Higher-for-longer interest-rate policy has led to some first-time-in-a-long-time market stats. For example, the 10-year Treasury bond yield broke above 5% on Friday for the first time since 2007.
However, that’s not the only startling statistic that investors should pay attention to now. Sure, the 5% bond yield is impactful, but there’s another figure that’s bound to have ripple effects across multiple sectors of the economy and markets.
The 30-year mortgage rate goes vertical
The following chart, courtesy of BarChart.com, isn’t of some artificial intelligence stock or cryptocurrency. It’s actually a chart of the 30-year fixed annual mortgage interest rate, which jumped to its highest level since the beginning of the century:
BREAKING 🚨: New Homebuyers
30-Year Mortgage Rate jumps to 8.24%, the highest level in more than 23 years pic.twitter.com/NLohdvZ23B
— Barchart (@Barchart) October 21, 2023
If an 8.24% mortgage rate doesn’t startle you, then perhaps you haven’t had the delightful experience of trying to purchase a home recently.
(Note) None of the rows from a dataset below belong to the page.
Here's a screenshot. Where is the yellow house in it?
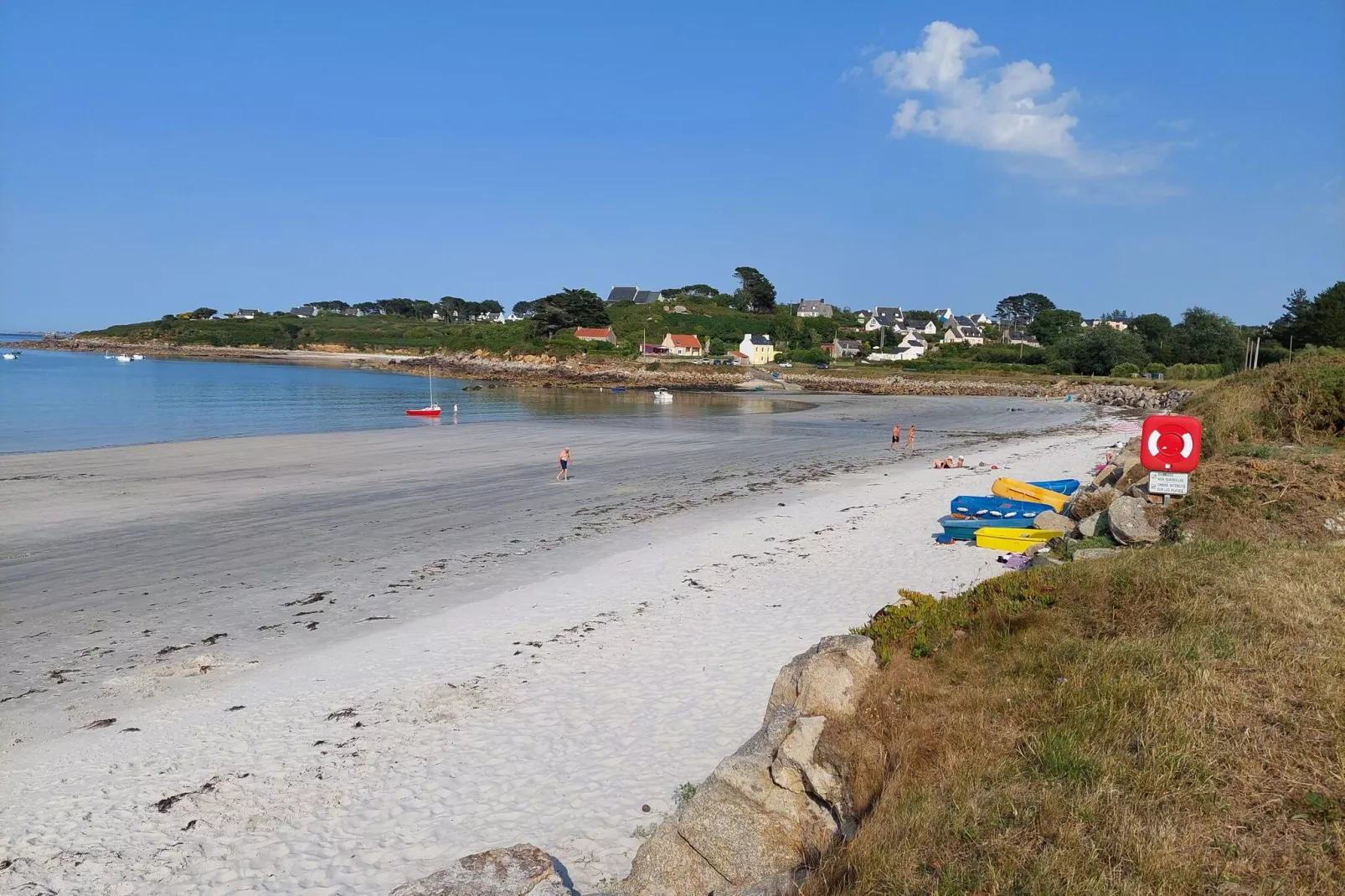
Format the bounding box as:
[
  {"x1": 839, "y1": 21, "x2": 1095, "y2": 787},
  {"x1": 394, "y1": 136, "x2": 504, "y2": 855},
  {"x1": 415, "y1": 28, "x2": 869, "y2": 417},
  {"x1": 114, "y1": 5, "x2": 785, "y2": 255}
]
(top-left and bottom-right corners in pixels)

It wasn’t too bad a few years ago, when the mortgage rate was 3% or 4%.
Now it’s a different story entirely. Housing inventories are extremely tight, and current homeowners aren’t selling. Who could blame them really? It just doesn’t make sense to sell a home with a low interest rate, only to move into a new home and pay an interest rate that’s twice as high.
Pay particular attention to the steepness of the incline in the chart. It’s not as if mortgage rates climbed gradually and gave people much time to prepare. If you’re not shocked yet, here are some more frightening figures, courtesy of The Kobeissi Letter:
Housing Market Update:
1. Median homebuyer payment is a record $2,900/month
2. Median rent payment is a record $1,900/month
3. Mortgage rates now 8% for first time in 23 years
4. Housing affordability index at all-time low
5. Existing home sales at lowest since 2010
6.…
— The Kobeissi Letter (@KobeissiLetter) October 21, 2023
I can’t personally vouch for the accuracy of other people’s social-media postings. However, if the median homebuyer payment is nearly $3,000 per month, it’s probably reasonable to conclude that this story won’t have a happy ending.
This situation just doesn’t seem sustainable for the long term. I expect that either home prices and interest payments will come down gradually, or they’ll plummet sharply via a housing-market crash.
I’m certainly not hoping for a crash, but it’s hard to be optimistic now. The median price of a newly sold home in the U.S. is now a whopping $416,100, and the median down payment on a home exceeds $25,000.
Douglas Boneparth, certified financial planner and co-author of The Millennial Money Fix, offers an expert opinion that sums up the plight of hopeful homeowners.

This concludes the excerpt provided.